Archives mensuelles : mai 2014

Marco Polo

Le fabuleux voyage

à Pointe-à-Callière dans le Vieux-Montréal

Du 6 mai au 26 octobre 2014

Une exposition dense, historique, multiculturelle
Un grand périple sur 3 continents connus de l’époque, il y a 700 ans… une aventure inimaginable pour l’époque qui a permis à Marco Polo de découvrir des gens, des inventions, des épices, des contrées indescriptibles… Un livre qui fut possiblement le premier best-seller de tous les temps.
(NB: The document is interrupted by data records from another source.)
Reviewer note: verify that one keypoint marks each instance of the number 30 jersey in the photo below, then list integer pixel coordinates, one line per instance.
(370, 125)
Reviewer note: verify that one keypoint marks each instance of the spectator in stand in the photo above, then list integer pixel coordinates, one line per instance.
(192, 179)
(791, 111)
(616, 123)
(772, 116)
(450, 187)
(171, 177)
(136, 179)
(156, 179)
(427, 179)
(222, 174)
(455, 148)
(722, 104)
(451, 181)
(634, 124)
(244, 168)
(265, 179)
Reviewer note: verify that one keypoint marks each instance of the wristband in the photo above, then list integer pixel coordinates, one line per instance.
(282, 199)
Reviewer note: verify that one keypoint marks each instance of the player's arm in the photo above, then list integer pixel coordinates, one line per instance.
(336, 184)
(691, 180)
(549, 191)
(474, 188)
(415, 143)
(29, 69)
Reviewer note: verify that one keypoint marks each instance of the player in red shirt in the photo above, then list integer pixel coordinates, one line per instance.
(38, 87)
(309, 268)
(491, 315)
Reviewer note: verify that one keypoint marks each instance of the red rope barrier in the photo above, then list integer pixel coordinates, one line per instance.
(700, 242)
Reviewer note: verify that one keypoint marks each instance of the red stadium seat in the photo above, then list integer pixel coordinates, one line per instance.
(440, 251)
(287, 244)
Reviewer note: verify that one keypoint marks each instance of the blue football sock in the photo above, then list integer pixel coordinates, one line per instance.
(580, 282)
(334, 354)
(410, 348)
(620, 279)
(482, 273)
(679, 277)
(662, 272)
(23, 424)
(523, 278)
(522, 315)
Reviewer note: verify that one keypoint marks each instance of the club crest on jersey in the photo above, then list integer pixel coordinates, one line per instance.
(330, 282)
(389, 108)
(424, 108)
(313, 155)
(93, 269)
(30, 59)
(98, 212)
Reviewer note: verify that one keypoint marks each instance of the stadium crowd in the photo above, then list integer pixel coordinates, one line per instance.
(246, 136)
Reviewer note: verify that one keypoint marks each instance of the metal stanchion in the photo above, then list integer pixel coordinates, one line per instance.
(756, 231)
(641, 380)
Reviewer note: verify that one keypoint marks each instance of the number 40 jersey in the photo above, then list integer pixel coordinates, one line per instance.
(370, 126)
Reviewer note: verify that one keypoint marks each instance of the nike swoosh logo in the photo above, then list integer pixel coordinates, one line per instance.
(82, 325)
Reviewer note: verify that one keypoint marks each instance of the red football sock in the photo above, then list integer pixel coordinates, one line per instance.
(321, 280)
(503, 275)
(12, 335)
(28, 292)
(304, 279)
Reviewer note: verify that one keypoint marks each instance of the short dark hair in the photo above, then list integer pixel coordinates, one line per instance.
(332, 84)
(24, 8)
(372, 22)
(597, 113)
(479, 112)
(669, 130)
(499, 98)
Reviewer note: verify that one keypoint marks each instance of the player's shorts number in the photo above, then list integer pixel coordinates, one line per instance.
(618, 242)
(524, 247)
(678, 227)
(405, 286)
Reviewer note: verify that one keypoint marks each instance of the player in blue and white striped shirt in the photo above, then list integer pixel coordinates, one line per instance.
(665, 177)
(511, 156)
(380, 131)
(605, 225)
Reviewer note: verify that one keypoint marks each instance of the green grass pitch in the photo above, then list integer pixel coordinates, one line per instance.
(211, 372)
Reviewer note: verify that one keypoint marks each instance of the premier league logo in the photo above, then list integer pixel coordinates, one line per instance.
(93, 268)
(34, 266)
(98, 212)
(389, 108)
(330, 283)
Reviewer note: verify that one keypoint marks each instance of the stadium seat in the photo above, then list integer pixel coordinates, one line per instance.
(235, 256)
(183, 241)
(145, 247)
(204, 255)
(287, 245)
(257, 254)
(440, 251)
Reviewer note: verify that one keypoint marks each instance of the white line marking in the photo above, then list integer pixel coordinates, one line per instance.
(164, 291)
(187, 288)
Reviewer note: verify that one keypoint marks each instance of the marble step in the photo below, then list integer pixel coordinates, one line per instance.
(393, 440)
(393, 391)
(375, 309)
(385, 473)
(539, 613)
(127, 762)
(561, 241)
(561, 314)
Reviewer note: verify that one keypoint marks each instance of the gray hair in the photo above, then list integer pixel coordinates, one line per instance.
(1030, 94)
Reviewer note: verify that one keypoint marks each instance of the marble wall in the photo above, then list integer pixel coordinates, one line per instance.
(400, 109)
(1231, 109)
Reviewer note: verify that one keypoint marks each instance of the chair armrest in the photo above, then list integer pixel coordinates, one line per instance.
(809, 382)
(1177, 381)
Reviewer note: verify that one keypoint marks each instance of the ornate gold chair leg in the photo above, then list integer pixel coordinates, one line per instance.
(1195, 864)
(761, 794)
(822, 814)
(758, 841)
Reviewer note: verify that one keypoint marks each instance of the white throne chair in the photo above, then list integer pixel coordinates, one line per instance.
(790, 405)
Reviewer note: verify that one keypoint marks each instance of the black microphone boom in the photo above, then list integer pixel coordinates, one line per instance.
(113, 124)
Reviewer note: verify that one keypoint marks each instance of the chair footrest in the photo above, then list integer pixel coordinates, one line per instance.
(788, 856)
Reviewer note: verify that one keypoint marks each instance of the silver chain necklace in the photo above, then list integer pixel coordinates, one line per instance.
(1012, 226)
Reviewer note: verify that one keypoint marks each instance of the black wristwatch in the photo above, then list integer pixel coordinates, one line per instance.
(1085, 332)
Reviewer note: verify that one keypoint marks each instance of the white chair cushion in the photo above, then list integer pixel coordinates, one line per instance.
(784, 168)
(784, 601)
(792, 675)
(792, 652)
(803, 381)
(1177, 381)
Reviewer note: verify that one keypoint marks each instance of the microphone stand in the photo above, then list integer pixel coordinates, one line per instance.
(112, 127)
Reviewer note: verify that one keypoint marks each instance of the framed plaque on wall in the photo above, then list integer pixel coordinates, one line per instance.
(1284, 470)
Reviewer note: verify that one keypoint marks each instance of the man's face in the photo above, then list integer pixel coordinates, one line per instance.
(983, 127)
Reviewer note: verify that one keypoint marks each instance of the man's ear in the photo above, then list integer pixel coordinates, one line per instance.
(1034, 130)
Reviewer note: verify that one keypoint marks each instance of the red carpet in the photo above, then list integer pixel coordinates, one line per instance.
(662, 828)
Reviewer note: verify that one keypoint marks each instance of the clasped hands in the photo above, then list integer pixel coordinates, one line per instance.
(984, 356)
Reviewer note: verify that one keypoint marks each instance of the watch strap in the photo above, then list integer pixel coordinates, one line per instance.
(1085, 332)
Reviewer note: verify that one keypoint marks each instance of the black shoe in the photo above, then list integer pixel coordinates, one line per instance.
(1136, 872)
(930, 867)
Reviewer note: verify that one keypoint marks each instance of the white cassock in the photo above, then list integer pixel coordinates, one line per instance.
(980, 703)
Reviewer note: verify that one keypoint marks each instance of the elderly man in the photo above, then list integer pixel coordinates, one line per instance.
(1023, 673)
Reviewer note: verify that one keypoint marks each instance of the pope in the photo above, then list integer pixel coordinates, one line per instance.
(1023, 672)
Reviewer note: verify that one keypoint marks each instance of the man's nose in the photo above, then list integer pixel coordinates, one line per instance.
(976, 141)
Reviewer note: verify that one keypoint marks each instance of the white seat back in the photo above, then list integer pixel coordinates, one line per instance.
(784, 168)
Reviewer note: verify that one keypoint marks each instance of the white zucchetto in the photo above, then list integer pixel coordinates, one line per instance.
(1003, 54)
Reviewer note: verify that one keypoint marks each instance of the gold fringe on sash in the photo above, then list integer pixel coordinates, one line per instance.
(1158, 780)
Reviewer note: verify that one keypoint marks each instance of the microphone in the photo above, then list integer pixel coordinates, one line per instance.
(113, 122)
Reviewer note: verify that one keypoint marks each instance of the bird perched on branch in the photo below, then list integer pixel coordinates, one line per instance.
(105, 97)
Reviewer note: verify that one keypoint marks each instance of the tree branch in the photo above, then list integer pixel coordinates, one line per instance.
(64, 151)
C’est tout cela plus des films, la visite intérieur-extérieur d’une yourte, des objets précieux, semi-précieux autant que des bruts de même que peaux d’animaux à toucher et cotons à admirer.  Et pour finir une boutique à visiter où l’on trouve vraiment de très beaux livres, des souvenirs canadiana de super qualité de même que des bandes dessinées découverte du monde ou autres livres éducatifs pour enfants en lien avec les expositions, des foulards pur coton, un super coffret d’épices…

Pour nous parler de l’histoire de Marco Polo et de son voyage ainsi que de l’exposition, voici une entrevue vidéo avec Francine Lelievre, directrice générale du Musée.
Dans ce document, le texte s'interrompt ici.